Je ris, franchement, sans me cacher quand il espérait à voix haute que nos enfants soient à l’image de Jeyne. Cela n’arriverait pas, c’était certain. J’étais trop turbulente pour que nos héritiers ne le soient pas. Je ne tenais pas en place et Torrhen non plus d’ailleurs. Nos enfants ne grandiront pas dans un château baigné par le froid, et dans lequel le calme était de rigueur. Notre maison allait vivre, et être hanté par des rires et non des silences. Je ne permettrais pas le contraire de toute manière. Et à danser, grimper aux arbres, en tomber pour mieux y remonter, à joueur, à se battre aussi. Il y tant de choses à leur apprendre, à partager avec eux. Il me tarde de le faire, que nous fassions de cet endroit un lieu de vie bruyant et sans cesse en mouvement. Nous. Pas je. Il était parti intégrante de ce plan et il le savait très bien. Je ne le laisserai pas rester en retrait, et dans mon ombre. Je voulais un Père présent, à l’image de celui que j’avais eu et qui m’avait tant appris. Il ne sera pas le méchant. Non. Nous le serons tous les deux et nous serions à deux aussi les gentils. A juste valeur. Je ne permettrais pas autre chose. Nous étions égaux et nous le resterons même sur le sujet de l’éducation de nos enfants.
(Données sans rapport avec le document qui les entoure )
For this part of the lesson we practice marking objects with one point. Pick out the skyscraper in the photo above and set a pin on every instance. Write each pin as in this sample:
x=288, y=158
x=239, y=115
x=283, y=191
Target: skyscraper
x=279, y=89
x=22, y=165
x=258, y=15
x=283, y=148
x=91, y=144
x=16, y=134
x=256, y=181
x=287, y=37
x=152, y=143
Je relève doucement le sous-entendu de mon époux, en me montrant candide… Ce que je ne suis absolument pas. J’ai bien des défauts mais pas celui là, pas alors que j’aime tant cette luxure et qu’elle me caractérise. Je réponds à mon époux en écartant légèrement les cuisses tout en continuant à le regarder, le croquant non plus avec mon fusain mais avec mon regard. Mais justement, le loup qui dort dans ma couche est tellement épuisé sans cesse qu’il dort très souvent Mon Cher ajoutais-je non sans malice à son attention. Si ma grossesse m’empêcher de jouer autant qu’avant, Torrhen n’avait pas à se plaindre de ce côté-là. Je lui accordais à chaque fois toute mon attention, réclamant aussi souvent la sienne qu’il ne réclamait la mienne. Je n’étais pas prude ni pucelle. Et il adorait ça. Non il aimait ça bien que j’imaginais parfois que je devais l’éreinté. Selon Aegon j’étais une femme insatiable et c’était d’ailleurs pour cela qu’il aimait tant que nous partagions notre couche avec d’autres personnes, hommes comme femmes. Et je l’avouais sans honte, j’avais toujours adoré cela. Lorsque nos enfants seront nés, oui quand ils seront nés je pourrais l’initier à cela. Et le plus tôt sera le mieux. J’étais certaine qu’il y prendrait un très grand plaisir. Mais qui a dit que tu ne le pouvais pas ? Je ne demande que cela, rencontrer m’amuser ou te voir avec quelques maitresses lui dis-je avec une voix chaleureuse et pleine de promesses de plaisir à venir. Sa main glisse sur ma cuisse et je le laisse faire. J’adore cela et il le sait. Ce n’était pas moi qui l’arrêterais, bien au contraire. L’Orage… ces gens semblent si chaleureux et dévergondés dans leur intimité. ajoutais-je le regard rivé vers les drapages de notre lit baldaquin, tout en posant ma tête contre son torse. Ma main jouait avec sa toison, décrivant de légers cercles. J’aime passer du temps avec moi, mais pas au détriment de ton sommeil. Es-tu sur que tu ne veux pas de recoucher ? Tu auras tant à faire et si peu de temps… Je ne m’excusais plus de mon absence, plus depuis qu’il m’avait sérieusement enguirlandé la dernière fois que je l’avais fait. Il n’avait pas besoin de m’entendre dire cela et j’avais fini par le comprendre. Je ne peux pas faire grand-chose, mais si je peux t’aider, tu sais où me trouver.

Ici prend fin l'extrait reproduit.